After ascertaining the violation, by the employer, of art. 2087 of the Italian Civil Code for allowing the maintenance of a stressful work environment, a source of stress and physical and mental wear and tear, the Court of Bergamo proceeds to quantify the damage suffered.

 

Non-pecuniary damage 

Precisely this passage represents aAbsolute news in the Italian legal landscape, as for the first time a judge of merit recognizes the compensability for moral harm to a whistleblower.

The ruling is primarily concerned with retracing the evolution of case law in the matter of non-pecuniary damage:

  • it is compensable when it is the expression of a serious injury to a constitutional right, for which mere annoyances or inconvenience are not compensable;
  • it is a macro-category that encompasses various defining sub-types, such as biological damage, existential damage, terminal damage, etc...;
  • Within non-pecuniary damage, a distinction is made between:
    1. the dynamic-relational component, that is, the prejudice suffered by the injured person in his relationship with others, which prevents him from carrying out normal activities of daily life and which causes him to deteriorate his existence (c.d. biological damage), measurable and susceptible to forensic medical evaluation;
    2. The component of inner subjective suffering, that is, the prejudice suffered by the injured person in his relationship with himself, in the inner sphere that causes him intense internal suffering, shame, fear, disrespect, pain or mental suffering (moral harm).

 

The moral harm of the whistleblower  

In the present case The judge does not recognize the biological damage, since the appellant's discomfort and suffering did not result in a certified and documented pathology, but recognizes, For the first time in Italy, The moral harm of the whistleblower, quantifying it in an equitable way.
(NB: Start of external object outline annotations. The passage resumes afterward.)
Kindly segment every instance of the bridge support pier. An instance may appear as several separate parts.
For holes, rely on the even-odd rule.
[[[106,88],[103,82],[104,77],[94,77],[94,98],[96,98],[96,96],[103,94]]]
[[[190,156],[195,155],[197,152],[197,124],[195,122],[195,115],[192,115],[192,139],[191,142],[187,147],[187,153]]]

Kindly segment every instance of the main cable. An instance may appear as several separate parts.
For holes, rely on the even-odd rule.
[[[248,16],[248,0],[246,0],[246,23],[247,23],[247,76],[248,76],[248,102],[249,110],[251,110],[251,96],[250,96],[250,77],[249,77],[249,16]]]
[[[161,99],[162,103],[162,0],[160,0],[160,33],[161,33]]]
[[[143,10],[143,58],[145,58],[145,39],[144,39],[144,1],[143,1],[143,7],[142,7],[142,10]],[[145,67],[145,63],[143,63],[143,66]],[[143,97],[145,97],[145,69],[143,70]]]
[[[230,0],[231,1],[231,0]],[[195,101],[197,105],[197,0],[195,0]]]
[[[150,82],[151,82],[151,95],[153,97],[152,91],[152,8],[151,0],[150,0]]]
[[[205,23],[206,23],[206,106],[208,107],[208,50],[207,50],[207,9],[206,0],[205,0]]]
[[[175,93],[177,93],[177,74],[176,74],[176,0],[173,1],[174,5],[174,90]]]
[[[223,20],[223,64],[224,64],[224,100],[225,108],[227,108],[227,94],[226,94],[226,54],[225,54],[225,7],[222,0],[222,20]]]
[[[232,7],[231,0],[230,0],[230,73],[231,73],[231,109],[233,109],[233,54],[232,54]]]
As the ruling specifies:”During the trial, the hardship of the work environment in which the appellant had to work, the profound sense of malaise, isolation, marginalization and humiliation that she must have experienced in the awareness of working with colleagues who did not miss an opportunity to express, even abruptly, if not aggressively, hostility and resentment against her for starting a series of initiatives to control the disbursements of which, in previous years, they had been beneficiaries”.
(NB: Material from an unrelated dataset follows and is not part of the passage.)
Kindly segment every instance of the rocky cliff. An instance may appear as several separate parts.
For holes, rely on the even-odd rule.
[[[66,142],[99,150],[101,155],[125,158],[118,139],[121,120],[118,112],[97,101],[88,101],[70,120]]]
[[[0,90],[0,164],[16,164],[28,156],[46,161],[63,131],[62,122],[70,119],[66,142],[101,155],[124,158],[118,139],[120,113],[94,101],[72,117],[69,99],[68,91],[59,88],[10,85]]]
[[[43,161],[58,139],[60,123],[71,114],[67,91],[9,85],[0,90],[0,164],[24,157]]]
Despite the fact that it is a first instance sentence, this represents an important first step in the recognition of compensation for non-pecuniary and non-biological damages.

From now on, therefore, it will no longer be necessary to demonstrate that the retaliatory behavior against the whistleblower has caused a medically ascertained pathological state, and may constitute an employer's responsibility even if the above behaviors have caused feelings of fear, despair, shame, etc.

 

The importance of proper management of the whistleblowing channel 

The judgment examined requires some important reflections regarding the institution of whistleblowing.

As is well known, Legislative Decree 24/2023, which transposed the European Directive 2019/1937, obliges all companies with more than 50 employees to have whistleblowing systems that comply with European legislation.

Briefly summarizing, the text:

  • provides for the establishment of external (ANAC) and internal reporting channels (which can also be managed by an external entity with independence, impartiality and confidentiality in the management of reports);
  • guarantees protection measures for the whistleblower against possible retaliation (such as dismissal, decommissioning, disciplinary sanctions, etc...)
  • sets precise deadlines for managing the report and the subsequent investigation, which may in turn lead to the initiation of an internal investigation.

For this reason, in order not to incur ANAC sanctions (which can be up to 50,000 euros) and damages sentences of the whistleblower (as in the case of the judgment in question), It is essential to be supported by experienced personnel who, on the one hand, know how to ensure the correct management of the report and all the protections that the law grants to the whistleblower, no matter what technical skills to properly conduct business investigations that may relate to unethical behavior, toxic work environment, discrimination and harassment in the workplace.